Effect of Laser Remelting on Cladding Layer of Inconel 718 Superalloy Formed by Laser Metal Deposition

Abstract

The brittle phase (Laves) of Inconel 718 parts formed by laser metal deposition (LMD) represents a bottleneck of the engineering applications. In order to investigate effectiveness of laser remelting (LR) technology on suppressing the formation of Laves phase, different laser scanning speeds of the LR process were adopted to build and remelt the single-pass cladding layers. The evolution of phase composition, microstructural morphology, and hardness of the LMD and LMD + LR specimens were analyzed. The experimental results show that different laser scanning speeds can obviously change the microstructural evolutions, Laves phase, and hardness.

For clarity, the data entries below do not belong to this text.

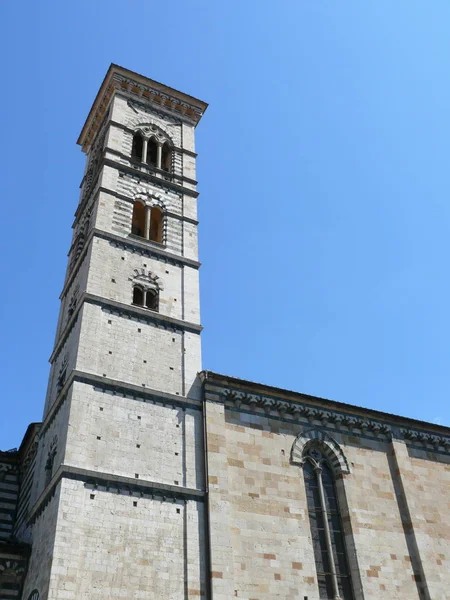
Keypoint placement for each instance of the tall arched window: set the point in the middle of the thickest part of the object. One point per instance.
(156, 225)
(166, 157)
(147, 298)
(152, 152)
(138, 296)
(136, 149)
(138, 219)
(333, 575)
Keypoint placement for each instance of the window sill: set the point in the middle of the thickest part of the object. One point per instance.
(142, 239)
(145, 307)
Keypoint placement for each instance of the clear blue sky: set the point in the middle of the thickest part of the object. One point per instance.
(324, 177)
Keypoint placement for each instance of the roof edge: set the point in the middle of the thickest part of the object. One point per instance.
(206, 375)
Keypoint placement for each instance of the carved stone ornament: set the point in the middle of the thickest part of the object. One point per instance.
(146, 279)
(149, 198)
(321, 443)
(345, 423)
(150, 130)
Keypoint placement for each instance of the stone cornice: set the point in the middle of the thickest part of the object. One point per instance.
(180, 105)
(117, 484)
(337, 417)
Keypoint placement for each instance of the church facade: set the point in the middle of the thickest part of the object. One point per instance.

A low laser scanning speed (360 mm/min) made columnar dendrite uninterruptedly grow from the bottom to the top of the cladding layer. A high laser scanning speed (1320 mm/min) has a significant effect on refining Laves phase and reducing Nb segregation. When the laser scanning speed of LR process is equal to that of LMD, the cladding layers can be completely remelted and the content of Laves phase of the LMD + LR layer is 22.4% lower than that of the LMD layer. As the laser scanning speed increases from 360 to 1320 mm/min, the mean primary dendrite arm spacing (PDAS) values of the remelting area decrease from 6.35 to 3.28 μm gradually. In addition, the low content of Laves phase and porosity contribute to the growth of average hardness. However, the laser scanning speed has a little effect on the average hardness and the maximum average hardness difference of the LMD and LMD + LR layers is only 12.4 HV.